Posted 23 July 2012 - 11:10 AM

View PostSimown, on 23 July 2012 - 06:47 AM, said:

If I understand you correctly, you want underscore methods, like you overrided __str__.

Look at section 2.4 here: Python __Underscore__ Methods

Edit: Maybe that's not right, you want to override the assignment operator "="? Wouldn't that making assigning to other variables a little tricky?
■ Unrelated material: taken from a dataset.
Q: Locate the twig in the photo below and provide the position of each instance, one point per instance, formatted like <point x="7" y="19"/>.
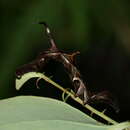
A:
<point x="77" y="99"/>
Edit again, more thinking:

What if you assigned to the matrix in your __init__ method? i.e.:

class Matrix:
  
  def __init__(self, matrix):
    self.N = len(matrix)
    self.M = len(matrix[0]) # assuming they are all the same length, you should probably check
    self.matrix = checkMatrix(matrix)
    
  def checkMatrix(matrix):
    # is it a valid matrix? Checks and validation



Then you can just make a new matrix:

m = Matrix([[1,2,3], [4,5,6], [7,8,9]])


Is there a reason it is full of zeros to begin with?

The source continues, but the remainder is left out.